Sidang sengketa hasil pemilihan presiden (pilpres) akan diputuskan oleh Mahkamah Konstitusi (MK) pada Kamis (27/6/2019).
Pembacaan putusan sengketa digelar usai MK menyelesaikan pemeriksaan perkara melalui lima kali sidang dengan agenda pembacaan dalil pemohon, pembacaan dalil termohon dan pihak terkait, pemeriksaan saksi pemohon dan termohon, serta pihak terkait dan pemberi keterangan.
Dalam persidangan yang digelar di Gedung Mahkamah Konstitusi, yang berada di Jalan Merdeka Barat, Jakarta Pusat ini ada satu keunikan tersendiri.
Pasalnya, gedung yang digunakan dalam persidangan sengketa pilpres ini tidak mengekspresikan sebagai gedung pengadil pada umumnya.
Seperti halnya fasad dengan berarsitektur klasik memadukan pilar di depannya. Begitu juga dengan peletakan pilar yang ganjil jumlahnya, berjumlah sembilan ini sungguh tidak lazim, karena adanya posisi pintu di tengah yang akan menabrak tiang.
Peletakan sembilan pilar memang memiliki arti tersendiri yaitu mengadopsi dari total sembilan hakim dalam sidang di Mahkamah Konstitusi.
Hamdan Zoelva yang menjadi Ketua MK periode 2013-2015, pernah mengatakan seorang hakim konstitusi itu seperti dewa. "Jadi, bayangkan sembilan tiang di depan Gedung MK, itu representasi hakim yang menopang gedung mahkamah."
Arsitek Setiadi Sopandi menjelaskan kepada Rumah123.com melalui pesan singkat, “Gedung-gedung pengadilan di Indonesia memang entah kenapa merepresentasikan diri dengan gedung berpilar atau bearsitektur klasik. Padahal gedung tersebut tidak identik dengan pengadilan,"

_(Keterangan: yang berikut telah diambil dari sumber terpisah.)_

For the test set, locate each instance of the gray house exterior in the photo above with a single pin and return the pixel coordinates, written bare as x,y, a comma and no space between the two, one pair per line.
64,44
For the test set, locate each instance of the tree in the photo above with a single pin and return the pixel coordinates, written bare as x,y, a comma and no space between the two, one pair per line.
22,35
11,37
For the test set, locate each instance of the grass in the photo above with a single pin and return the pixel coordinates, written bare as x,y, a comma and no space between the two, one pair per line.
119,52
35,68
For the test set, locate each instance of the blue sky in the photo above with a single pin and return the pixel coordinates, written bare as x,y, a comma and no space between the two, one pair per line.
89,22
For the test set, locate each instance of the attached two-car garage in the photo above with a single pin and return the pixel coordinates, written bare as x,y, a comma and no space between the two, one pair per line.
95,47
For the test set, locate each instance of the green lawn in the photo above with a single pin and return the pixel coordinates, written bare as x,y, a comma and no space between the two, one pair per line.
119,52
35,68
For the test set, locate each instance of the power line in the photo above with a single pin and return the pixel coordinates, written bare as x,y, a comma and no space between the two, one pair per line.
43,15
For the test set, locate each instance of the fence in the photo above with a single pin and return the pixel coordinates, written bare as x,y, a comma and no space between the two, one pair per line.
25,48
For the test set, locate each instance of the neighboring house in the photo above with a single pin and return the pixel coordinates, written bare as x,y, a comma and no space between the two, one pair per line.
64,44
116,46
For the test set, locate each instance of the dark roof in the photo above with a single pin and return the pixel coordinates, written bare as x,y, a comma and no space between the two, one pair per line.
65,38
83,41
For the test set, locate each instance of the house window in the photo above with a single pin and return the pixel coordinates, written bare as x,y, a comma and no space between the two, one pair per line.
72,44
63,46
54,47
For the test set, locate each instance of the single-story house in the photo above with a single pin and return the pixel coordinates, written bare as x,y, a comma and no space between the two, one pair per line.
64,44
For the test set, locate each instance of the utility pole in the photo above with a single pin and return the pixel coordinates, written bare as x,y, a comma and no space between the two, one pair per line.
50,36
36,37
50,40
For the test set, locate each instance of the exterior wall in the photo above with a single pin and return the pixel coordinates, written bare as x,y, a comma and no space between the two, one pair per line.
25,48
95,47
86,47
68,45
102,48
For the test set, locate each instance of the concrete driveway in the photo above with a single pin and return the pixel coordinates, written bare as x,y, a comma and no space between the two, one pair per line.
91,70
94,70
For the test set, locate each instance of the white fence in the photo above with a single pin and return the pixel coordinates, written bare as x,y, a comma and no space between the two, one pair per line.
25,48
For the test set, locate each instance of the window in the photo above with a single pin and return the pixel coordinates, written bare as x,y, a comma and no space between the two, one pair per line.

Selain itu, kecenderungan memandang bahwa gedung pengadilan itu harus berarsitektur klasik atau minimal berpilar di depannya. Anggapan ini setara dengan pernyataan bahwa masjid harus berkubah. Hal ini tentu tidak benar, tidak ada keharusan seperti itu, kata Setiadi menambahkan.